Casey got up on her feet and Hale saw the hand she laid on the railing, gripping it tight enough to turn her knuckles pale. “Daddy…”
“Sir, I can’t expect that you’d understand everything that happened between myself and Casey back then as I’m certainly trying to understand what’s happened since, but I hope that maybe, if you’re a man with the capacity to forgive, you might give me the chance to figure things out and do right by your daughter.”
Hale didn’t have to look at Casey to know that she’d tensed up beside him.

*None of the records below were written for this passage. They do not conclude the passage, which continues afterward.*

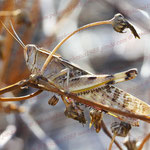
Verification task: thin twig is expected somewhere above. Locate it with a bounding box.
[41,20,112,73]
[101,120,123,150]
[0,90,43,102]
[108,133,117,150]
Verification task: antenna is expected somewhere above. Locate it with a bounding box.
[0,20,25,49]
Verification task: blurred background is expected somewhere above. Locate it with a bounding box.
[0,0,150,150]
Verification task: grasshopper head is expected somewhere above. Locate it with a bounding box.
[24,44,37,64]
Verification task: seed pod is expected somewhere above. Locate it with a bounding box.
[112,13,140,39]
[111,122,131,137]
[48,95,59,106]
[89,110,103,133]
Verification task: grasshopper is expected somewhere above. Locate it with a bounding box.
[1,14,150,126]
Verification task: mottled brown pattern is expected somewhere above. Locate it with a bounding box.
[112,88,120,102]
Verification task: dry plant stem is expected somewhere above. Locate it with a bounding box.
[0,80,30,95]
[0,90,43,102]
[35,80,150,123]
[40,0,80,47]
[137,133,150,150]
[101,120,123,150]
[0,0,14,33]
[57,0,80,22]
[0,9,21,17]
[41,20,112,74]
[108,133,117,150]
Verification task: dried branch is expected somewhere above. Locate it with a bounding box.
[101,120,123,150]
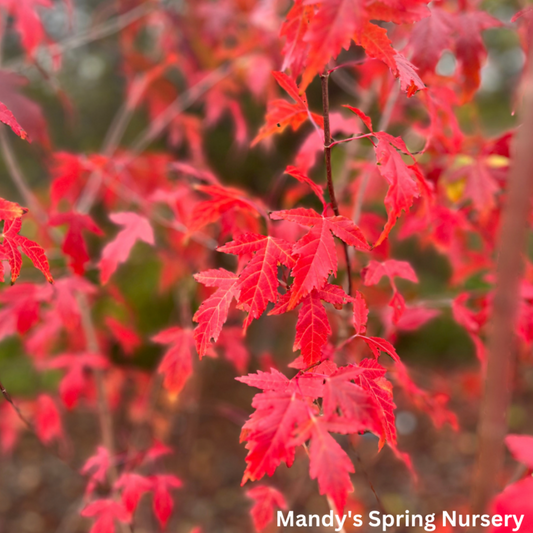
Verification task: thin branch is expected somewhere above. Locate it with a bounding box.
[76,72,146,214]
[472,41,533,513]
[324,133,374,149]
[352,85,400,224]
[320,71,352,295]
[76,293,117,484]
[5,2,156,72]
[0,376,33,430]
[77,66,229,214]
[0,130,48,224]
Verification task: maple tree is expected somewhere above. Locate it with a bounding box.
[0,0,533,533]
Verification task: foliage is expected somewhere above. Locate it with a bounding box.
[0,0,533,533]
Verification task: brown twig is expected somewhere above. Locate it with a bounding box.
[320,70,352,295]
[76,293,117,484]
[472,41,533,513]
[77,66,229,217]
[0,130,48,224]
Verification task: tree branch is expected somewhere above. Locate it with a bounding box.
[472,40,533,513]
[320,70,352,295]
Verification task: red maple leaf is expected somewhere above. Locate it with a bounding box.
[150,474,183,529]
[48,212,103,275]
[35,394,63,444]
[251,72,324,146]
[241,387,309,485]
[0,218,54,284]
[98,213,154,284]
[269,283,349,367]
[362,259,418,324]
[246,485,287,531]
[218,233,295,331]
[355,359,397,446]
[48,353,109,409]
[152,327,194,395]
[114,472,153,513]
[0,102,30,139]
[188,185,260,233]
[81,499,130,533]
[270,207,370,310]
[193,268,239,358]
[0,198,28,220]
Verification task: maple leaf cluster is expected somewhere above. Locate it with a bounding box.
[0,0,533,533]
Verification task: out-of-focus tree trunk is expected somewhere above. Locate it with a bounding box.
[472,43,533,513]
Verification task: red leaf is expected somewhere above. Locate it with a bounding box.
[0,198,28,220]
[343,105,374,131]
[151,474,182,529]
[35,394,63,444]
[235,368,289,391]
[355,359,397,446]
[98,212,154,284]
[251,72,324,146]
[301,0,364,89]
[0,102,30,139]
[285,165,326,206]
[218,233,294,330]
[48,353,108,409]
[394,52,426,98]
[363,259,418,287]
[152,327,194,395]
[0,218,54,284]
[352,292,368,335]
[280,0,314,79]
[48,212,103,275]
[241,389,308,485]
[270,208,370,310]
[193,268,239,358]
[188,185,259,233]
[80,446,111,494]
[293,290,331,366]
[358,335,400,362]
[299,418,355,514]
[81,500,130,533]
[410,6,453,73]
[355,21,398,72]
[374,135,420,247]
[105,316,142,355]
[114,472,152,514]
[246,485,287,531]
[505,435,533,469]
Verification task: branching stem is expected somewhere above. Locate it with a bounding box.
[320,70,352,295]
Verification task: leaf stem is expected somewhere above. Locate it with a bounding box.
[320,70,352,295]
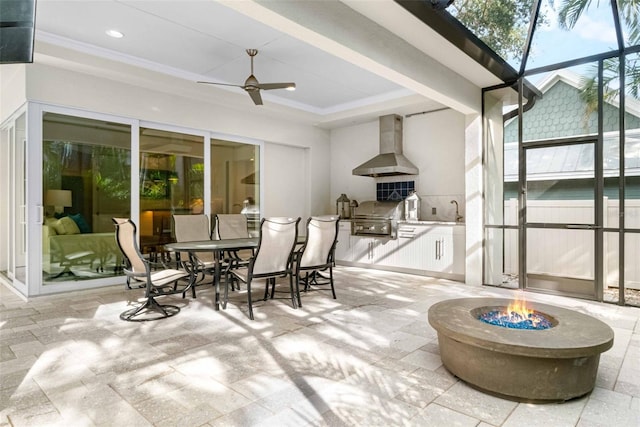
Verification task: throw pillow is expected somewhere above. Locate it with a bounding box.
[69,213,91,233]
[53,216,80,234]
[44,218,58,236]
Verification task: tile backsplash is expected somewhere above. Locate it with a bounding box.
[376,181,416,202]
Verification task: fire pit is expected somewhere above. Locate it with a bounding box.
[429,298,613,402]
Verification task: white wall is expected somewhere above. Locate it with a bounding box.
[0,64,26,123]
[331,109,465,212]
[22,63,330,221]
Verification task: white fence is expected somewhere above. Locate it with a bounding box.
[504,198,640,289]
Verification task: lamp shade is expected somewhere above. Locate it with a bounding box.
[45,190,71,211]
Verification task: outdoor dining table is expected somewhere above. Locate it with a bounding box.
[164,237,259,310]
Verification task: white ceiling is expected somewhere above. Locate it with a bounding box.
[36,0,499,127]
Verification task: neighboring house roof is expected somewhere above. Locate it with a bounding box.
[504,70,640,181]
[504,129,640,182]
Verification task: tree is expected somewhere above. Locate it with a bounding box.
[447,0,545,60]
[558,0,640,110]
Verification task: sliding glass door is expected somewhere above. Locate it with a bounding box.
[0,114,27,290]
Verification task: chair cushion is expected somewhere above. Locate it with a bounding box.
[151,268,189,286]
[69,213,91,233]
[230,267,249,283]
[52,216,80,234]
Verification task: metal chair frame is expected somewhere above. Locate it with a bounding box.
[222,217,300,320]
[113,218,194,322]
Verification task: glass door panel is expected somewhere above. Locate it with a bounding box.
[139,127,205,256]
[617,233,640,307]
[42,112,131,286]
[526,143,595,224]
[525,142,597,298]
[211,139,260,235]
[484,228,520,289]
[526,228,596,298]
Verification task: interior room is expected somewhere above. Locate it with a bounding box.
[0,0,640,426]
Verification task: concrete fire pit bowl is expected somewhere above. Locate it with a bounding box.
[429,298,613,402]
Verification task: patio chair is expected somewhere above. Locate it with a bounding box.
[113,218,193,322]
[222,217,300,320]
[172,215,218,298]
[214,214,255,290]
[295,216,340,307]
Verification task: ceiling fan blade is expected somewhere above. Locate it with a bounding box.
[247,90,262,105]
[197,82,244,89]
[258,82,296,90]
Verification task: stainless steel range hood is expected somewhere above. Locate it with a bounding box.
[352,114,418,177]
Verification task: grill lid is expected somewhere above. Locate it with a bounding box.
[355,200,403,219]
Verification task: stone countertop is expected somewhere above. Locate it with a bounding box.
[398,219,465,226]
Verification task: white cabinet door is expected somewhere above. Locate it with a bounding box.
[396,224,430,270]
[371,238,398,267]
[426,231,453,273]
[335,221,351,261]
[349,236,374,264]
[427,226,465,274]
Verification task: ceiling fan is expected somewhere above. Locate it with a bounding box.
[198,49,296,105]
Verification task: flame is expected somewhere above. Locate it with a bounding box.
[506,296,539,326]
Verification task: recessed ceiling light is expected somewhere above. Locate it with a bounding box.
[105,30,124,39]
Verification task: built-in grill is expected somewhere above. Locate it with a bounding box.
[351,201,404,239]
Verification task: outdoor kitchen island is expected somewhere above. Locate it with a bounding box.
[336,220,465,281]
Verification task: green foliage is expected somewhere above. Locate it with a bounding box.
[447,0,545,60]
[558,0,640,115]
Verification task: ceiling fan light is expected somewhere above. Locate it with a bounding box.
[105,29,124,39]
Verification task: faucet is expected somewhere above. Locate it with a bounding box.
[451,200,462,222]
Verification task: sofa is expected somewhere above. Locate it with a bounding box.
[42,214,122,278]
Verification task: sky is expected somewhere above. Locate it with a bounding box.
[518,1,617,69]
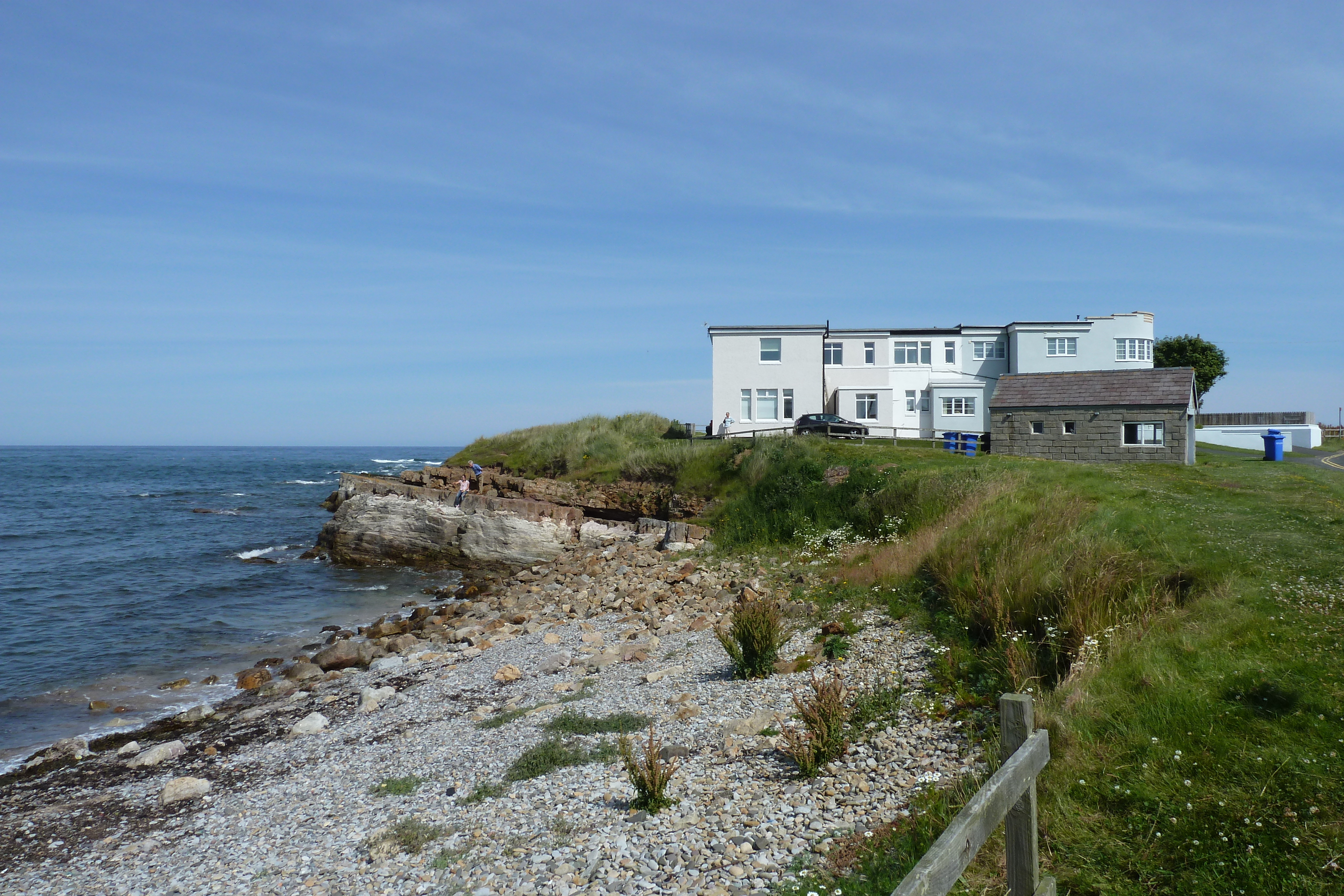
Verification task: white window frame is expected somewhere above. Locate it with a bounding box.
[970,340,1007,361]
[1116,337,1153,361]
[853,392,878,421]
[891,340,933,367]
[1046,336,1078,357]
[942,395,976,417]
[755,388,780,422]
[1120,421,1167,447]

He could feel it in the air between them.
Her father’s gaze moved between Casey and Hale and Hale had the distinct feeling that they’d somehow gone back a decade in time. Only back then, life had been simpler than it was at the moment. It had only seemed like life or death at every turn.
Casey’s father cleared his throat and walked across the porch. “Well now, this might sound a mite strange coming from me, Hale, but my daughter… She’s got a mind of her own and a mouth to match. So whatever you two have to say to each other, you two should go ahead and say it.” He picked his way down the steps, pausing when he was standing between them. He looked at Casey first. “Sweetheart, I’m going to man the feed store today. You and Hale can… uh… start to work through the strange fix y’all have found yourselves in.” He turned to look at Hale and Hale found himself standing a little taller and lifting his chin to meet the other man’s curious gaze. “And you, Hondo,” he chuckled, “I’ll look forward to you telling me how you got that name in the service. Until then, try your best not to mess things up again, hmm? I’m gettin’ on in years and I’m not up to handling another broken heart.”
Hale didn’t know what to say to that, and neither did Casey if he recognized the look of shock on her face.
David Jones shook his head and pulled his keys from his pocket with a little shrug.